When I turned 16, I joined the VFW Ladies Auxiliary, and I marched in numerous parades behind my father, showing gratitude for all the men and women who served our country during wartime.
My father and I never had a real discussion about the war until I took an English honors seminar in college – Literature of the Vietnam War. I would come home every weekend, hoping my father wouldn’t be off at a VFW function so that I could tell him about the latest book we were reading.
I remember discussing the politics behind the war with him as I read Fire in the Lake by Francis FitzGerald. And when I pulled out my dog-eared copy of Tim O’Brien’s If I Die in a Combat Zone, Box Me Up and Ship Me Home, my father burst out singing the song that goes along with the book’s title.
He told me stories about escorting prisoners, one who slit his girlfriend from neck to navel, and another who jumped one of my father’s friends in the shower. He reminisced about a baseball game and how the site was bombed only a few hours after the last pitch was thrown.
We did most of our talking during trips to the grocery store, and I’m sure he told more stories, though I foolishly didn’t write them down. And I’m sure he took many more stories to the grave. I was only 22 when he died, and I thought I had all the time in the world to ask him more questions.
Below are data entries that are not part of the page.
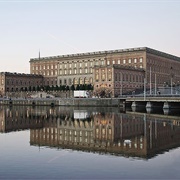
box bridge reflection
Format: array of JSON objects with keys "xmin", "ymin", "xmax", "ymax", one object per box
[{"xmin": 0, "ymin": 106, "xmax": 180, "ymax": 159}]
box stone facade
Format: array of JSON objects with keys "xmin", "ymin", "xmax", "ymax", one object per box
[
  {"xmin": 30, "ymin": 47, "xmax": 180, "ymax": 96},
  {"xmin": 0, "ymin": 72, "xmax": 43, "ymax": 96}
]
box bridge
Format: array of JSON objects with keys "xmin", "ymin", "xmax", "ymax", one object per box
[{"xmin": 126, "ymin": 95, "xmax": 180, "ymax": 109}]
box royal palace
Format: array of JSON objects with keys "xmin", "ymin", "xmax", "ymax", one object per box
[{"xmin": 0, "ymin": 47, "xmax": 180, "ymax": 97}]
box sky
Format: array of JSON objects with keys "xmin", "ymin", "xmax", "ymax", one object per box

As I stood before the Vietnam Wall, watching people rub names on scraps of paper, I wondered what kind of person my father would have been had he not served in Vietnam. But I pushed that thought out of my mind as I walked along, running my fingers over names of people I didn’t know, wondering if by chance I touched upon a friend of my father’s.
As my swollen feet took me from one end of the wall to the other, I understood that my father had been willing to give up his life for his country. While I felt guilty that I was lucky and didn’t know any of the names on the wall, at the same time I was grateful that my father lived so I could do the same.